Он долго молчит, отводит глаза, смотрит по сторонам, чувствую, хочет что-то сказать, но не решается, наконец не выдерживает:
— Слушай, Рогачев, не следовало бы говорить, конечно, негоже тебе здесь за границей настроение портить да еще в последние дни, но ты меня знаешь. Дружба есть дружба (какая у меня с этим синим чулком в брюках дружба!), все-таки лучше предупредить заранее…
— Да можешь ты толком, черт возьми! — не выдерживаю.
— Тихо, тихо, не ори. Понимаешь, повестка в институт пришла. Дома они тебя не нашли, нет никого, в институт прислали, с милиционером. Ректор звонил куда-то. Машка (секретарь ректора, трепачка) рассказывала (всех секретуток, машинисток, уборщиц, дворников в институте знает, буфетчиц особенно). Дело, что ли, уголовное, с какими-то кассетами запрещенными. Вроде парня одного прихватили, он молчал, молчал, а как на суде почувствовал, что жареным запахло, стал всех подряд закладывать. Дело на доследование вернули. Ну и тебя он назвал. Да ты не робей, разберутся. Мало кто на тебя бочку катить будет. Может, ты у него когда-то девушку отбил? А? Рогачев, это ведь по твоей части, ха, ха, ха, — и опять смеется как дурак. И что-то говорит.

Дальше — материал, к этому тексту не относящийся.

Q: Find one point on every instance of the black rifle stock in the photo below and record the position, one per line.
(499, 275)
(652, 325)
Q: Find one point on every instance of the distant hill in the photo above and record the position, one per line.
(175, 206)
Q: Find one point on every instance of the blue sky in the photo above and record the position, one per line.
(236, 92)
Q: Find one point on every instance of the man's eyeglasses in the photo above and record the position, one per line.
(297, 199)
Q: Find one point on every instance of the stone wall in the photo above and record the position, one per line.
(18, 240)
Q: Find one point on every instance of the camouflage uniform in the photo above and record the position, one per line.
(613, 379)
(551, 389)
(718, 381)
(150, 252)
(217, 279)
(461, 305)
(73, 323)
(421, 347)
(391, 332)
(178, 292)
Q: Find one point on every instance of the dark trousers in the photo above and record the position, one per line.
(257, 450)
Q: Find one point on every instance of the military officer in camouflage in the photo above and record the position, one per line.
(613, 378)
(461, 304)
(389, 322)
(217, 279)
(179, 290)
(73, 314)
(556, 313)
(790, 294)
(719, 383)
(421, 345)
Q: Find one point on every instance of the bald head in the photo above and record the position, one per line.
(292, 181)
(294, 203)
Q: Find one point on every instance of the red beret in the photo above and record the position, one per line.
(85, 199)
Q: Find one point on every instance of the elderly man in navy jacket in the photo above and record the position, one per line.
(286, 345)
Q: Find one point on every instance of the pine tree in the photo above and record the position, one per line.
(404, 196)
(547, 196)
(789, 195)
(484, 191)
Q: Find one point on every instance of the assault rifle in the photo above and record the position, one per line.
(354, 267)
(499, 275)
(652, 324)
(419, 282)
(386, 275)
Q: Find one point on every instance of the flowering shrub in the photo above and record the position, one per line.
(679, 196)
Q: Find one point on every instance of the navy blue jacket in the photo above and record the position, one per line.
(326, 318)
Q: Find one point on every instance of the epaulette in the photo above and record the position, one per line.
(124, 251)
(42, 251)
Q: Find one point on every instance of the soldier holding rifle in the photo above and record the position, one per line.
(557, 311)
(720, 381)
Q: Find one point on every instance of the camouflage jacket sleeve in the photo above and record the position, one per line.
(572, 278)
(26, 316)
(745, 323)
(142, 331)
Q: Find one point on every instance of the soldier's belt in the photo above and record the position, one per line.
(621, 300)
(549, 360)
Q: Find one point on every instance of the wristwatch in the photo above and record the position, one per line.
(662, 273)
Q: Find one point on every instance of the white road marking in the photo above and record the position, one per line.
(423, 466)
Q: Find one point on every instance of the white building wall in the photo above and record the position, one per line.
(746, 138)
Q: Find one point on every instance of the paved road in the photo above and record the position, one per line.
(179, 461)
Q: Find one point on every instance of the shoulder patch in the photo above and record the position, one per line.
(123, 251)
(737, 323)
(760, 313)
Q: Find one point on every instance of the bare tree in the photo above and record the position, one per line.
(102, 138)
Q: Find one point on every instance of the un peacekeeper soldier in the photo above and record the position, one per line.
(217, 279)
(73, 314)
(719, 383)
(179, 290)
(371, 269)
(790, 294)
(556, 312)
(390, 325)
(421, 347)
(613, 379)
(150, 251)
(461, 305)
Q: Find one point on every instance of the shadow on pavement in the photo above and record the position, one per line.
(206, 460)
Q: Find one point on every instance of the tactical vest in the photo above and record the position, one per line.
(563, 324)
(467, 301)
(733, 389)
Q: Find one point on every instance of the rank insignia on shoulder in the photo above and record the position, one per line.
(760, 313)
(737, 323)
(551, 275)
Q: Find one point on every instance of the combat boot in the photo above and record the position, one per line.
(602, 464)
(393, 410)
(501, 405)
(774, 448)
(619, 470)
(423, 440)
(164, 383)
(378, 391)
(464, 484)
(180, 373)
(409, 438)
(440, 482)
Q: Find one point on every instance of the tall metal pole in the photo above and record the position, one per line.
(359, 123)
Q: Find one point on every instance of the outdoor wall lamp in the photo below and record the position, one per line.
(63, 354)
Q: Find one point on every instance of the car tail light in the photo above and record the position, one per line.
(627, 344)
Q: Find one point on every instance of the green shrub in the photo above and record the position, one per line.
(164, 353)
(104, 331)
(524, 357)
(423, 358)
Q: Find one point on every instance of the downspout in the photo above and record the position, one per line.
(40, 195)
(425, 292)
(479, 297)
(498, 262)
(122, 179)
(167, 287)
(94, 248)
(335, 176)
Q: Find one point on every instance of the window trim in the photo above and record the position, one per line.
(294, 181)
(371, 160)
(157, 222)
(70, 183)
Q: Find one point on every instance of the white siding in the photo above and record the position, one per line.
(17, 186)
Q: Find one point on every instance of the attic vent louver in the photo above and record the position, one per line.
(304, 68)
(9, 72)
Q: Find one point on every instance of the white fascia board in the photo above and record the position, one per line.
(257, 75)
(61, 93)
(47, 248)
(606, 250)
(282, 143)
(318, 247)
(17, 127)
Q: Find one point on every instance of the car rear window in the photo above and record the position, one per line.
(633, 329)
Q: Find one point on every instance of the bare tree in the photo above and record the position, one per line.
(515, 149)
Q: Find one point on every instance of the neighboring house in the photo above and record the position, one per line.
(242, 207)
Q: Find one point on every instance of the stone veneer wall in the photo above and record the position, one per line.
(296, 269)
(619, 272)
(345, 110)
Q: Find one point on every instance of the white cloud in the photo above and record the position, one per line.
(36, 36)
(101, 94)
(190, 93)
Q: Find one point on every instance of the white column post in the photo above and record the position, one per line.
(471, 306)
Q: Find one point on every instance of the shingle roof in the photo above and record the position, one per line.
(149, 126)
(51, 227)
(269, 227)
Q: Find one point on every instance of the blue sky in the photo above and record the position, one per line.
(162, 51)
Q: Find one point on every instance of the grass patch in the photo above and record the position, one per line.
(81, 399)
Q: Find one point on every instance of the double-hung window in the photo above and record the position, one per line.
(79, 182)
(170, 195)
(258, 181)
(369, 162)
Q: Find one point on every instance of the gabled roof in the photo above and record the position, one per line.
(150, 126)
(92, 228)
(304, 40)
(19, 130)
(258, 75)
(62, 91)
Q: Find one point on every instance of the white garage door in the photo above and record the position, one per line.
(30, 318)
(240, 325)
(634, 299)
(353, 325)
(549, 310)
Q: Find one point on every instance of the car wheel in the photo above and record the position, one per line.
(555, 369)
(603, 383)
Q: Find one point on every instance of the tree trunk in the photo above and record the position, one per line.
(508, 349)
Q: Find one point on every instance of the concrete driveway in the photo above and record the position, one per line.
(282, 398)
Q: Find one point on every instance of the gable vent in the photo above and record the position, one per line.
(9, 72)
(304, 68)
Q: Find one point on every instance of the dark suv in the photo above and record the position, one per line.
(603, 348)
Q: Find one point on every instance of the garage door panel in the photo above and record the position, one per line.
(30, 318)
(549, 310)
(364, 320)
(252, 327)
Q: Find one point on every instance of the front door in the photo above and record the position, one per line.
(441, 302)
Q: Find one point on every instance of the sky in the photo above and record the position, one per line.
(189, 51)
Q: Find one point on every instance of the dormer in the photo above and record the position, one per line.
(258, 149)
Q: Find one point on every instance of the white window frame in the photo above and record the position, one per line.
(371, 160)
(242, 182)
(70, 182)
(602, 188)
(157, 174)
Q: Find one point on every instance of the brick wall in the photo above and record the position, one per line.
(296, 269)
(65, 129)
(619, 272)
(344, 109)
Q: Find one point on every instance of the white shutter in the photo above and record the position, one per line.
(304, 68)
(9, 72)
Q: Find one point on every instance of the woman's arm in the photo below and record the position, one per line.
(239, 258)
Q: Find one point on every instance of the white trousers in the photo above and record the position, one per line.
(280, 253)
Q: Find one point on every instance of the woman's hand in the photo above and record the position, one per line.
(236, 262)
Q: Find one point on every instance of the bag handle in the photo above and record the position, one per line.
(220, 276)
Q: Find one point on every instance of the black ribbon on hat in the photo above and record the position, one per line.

А я не слышу. Я смотрю на него и понимаю, что вижу последний раз.
Да, здесь, издалека, все мои московские неприятности показались мне мелкими, случайными. Ну что они по сравнению с решением, которое я готов был принять. Теперь принял. Да вот все колебался, ох как не хочется оставаться. Или хочется? Я понимаю, что здесь я буду иметь все, ну почти все, что хочу (в рамках разумного, конечно, во всяком случае, то, на что человек, подобный мне, имеет право, не валяются все-таки рогачевы на каждом углу!). А там?
Мне не хочется думать о том, что я оставляю там. Да и чего об этом думать? После того, что рассказал мне Константинов, мне ясно: все пути отрезаны.
Да еще этот мистер Холмер, чтоб он сгорел! Он? Ни в коем случае! Он — моя главная, моя единственная надежда. А надежда, как известно, умирает последней, позже человека…
Мы возвращаемся в отель. Я прощаюсь с Левой в холле, крепко жму ему руку (он немного удивлен), что ж, он сослужил мне хорошую службу, иду к себе, вынимаю из холодильника что есть покрепче и выпиваю (интересно, кто будет теперь платить за номер?). Выпиваю еще и начинаю размышлять на трезвую голову.